Perhaps it had once been a god of sneaking and opportunism. Perhaps it had just adapted very quickly. It couldn't remember, and frankly it didn't matter. What mattered was the work it had put in before all the other gods spilled themselves.
The last god cobbled together all of the wretched castoffs of its kin and the Enemy. With skeletal fingers it sculped an island, and with spit, glue, and hope it held it together. It even managed to scoop up a few overlooked creatures who had been floating adrift since the World-Spider's coming.
It nurtured these half-dead, maddened beings until they could scratch an existence out of the rocks, at which point the last god turned from savior to jailor. Even as it raised new shreds of land from the roiling sea, it jealously guarded and browbeat all within its domain. All formality was abandoned, and the intercession of religion was done away with. The true nature of the relationship between god and mortal was laid plain, bare, and raw: one is the reaper, and the other is its harvest; flesh and prayer are just different mediums for the same outcome.
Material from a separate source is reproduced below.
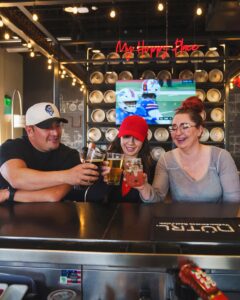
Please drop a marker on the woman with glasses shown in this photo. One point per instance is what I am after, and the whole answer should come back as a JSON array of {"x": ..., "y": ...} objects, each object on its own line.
[
  {"x": 132, "y": 142},
  {"x": 193, "y": 172}
]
The mortals slipped down from the jagged, hollow breast of their god. They died. They spread, multiplied, and mourned. They died. They looked out upon the sea of chaos and recoiled with fear. They died. They bowed their heads beneath the lurid, bloodshot gaze of their titanic keeper. They died. They expressed their anguish by acting in the god's image and enslaving the beasts and briars of the earth. They died.
Ages passed. The god's name was forgotten, even by itself. In its place it took the title of the Last God.
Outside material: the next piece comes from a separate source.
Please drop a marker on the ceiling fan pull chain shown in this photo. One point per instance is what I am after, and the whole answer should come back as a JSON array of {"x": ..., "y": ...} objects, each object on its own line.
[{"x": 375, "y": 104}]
Centuries more dragged by. The title became its name, spoken in anxious, placating tones by every soul with a voice in that realm.
The Lastgod is jealously protective of its scraps, castoffs, and orts. Dismal wealth and mighty doom await.
Rumors on the Orts
- Some farmland has started to moan and weep vinegar. The town would like help quieting it.
- The Lastgod chipped a tooth on a sacrifice recently, and smote the offending village. Now neighboring communities are warring over the ruins for possession of its rotten molar fragment.
- A child born under a skittering cloud has finally come of age, and must be escorted under guard to the ribcage tor where they are to be broken upon the rocks.
- Mud puddles forming in the Lastgod's footprints are tinged with nourishing ichor from a recent injury.
- A new island has risen from the roil. Settlers are already preparing fresh, noisy skinbarges to row to it.
- Sacrifice is fast approaching, and the herders are alarmed that every animal they slaughter seems to start rotting immediately.
- An old patch of forest has grown too old. The wood is spongy, rotten, and mildly carnivorous.
- An apprentice boneturner needs live and dangerous specimens to continue their experiments in creating bipedal animals.
- The Lastgod has not accepted the monthly sacrifice prepared by a nearby village, and seems to be completely ignoring it. The villagers are panicking.
- Harvested grains are bursting out of their silos and smothering people. Again.
- A plague of rampant gut fauna growth is sweeping through several towns. A dozen people have already ruptured.
- Part of an island has sloughed off into the roil. Its exposed face is honeycombed with dozens of deep, spiraling tunnels.
- A temper tantrum put the Lastgod's foot through the ground and revealed a hidden vault underneath. There is glowing in the depths.
- The smoky night sky opened up briefly over a mountaintop to reveal stars. Horrible, lurid stars.
- Clutches of rancid, undulating eggs are being uncovered in cellars and burial pits.
- One of the Lastgod's centennial bowel movements has left a smoking crater in a nearby acid river valley. Swarms of parasites are emerging from it.
- A raving prophet touched by the Lastgod has been raised from the nearby serfs. No matter how much they gorge themselves on food, they continue to waste away.
- Something with Too Many Legs was spotted lurking around the old temple.
- An ephemeral godling has congealed out of the roil to reach its pseudopods onto land and threaten nearby villages. The Lastgod must be lured over to stop it.
- They say someone has found a shred of spider's silk.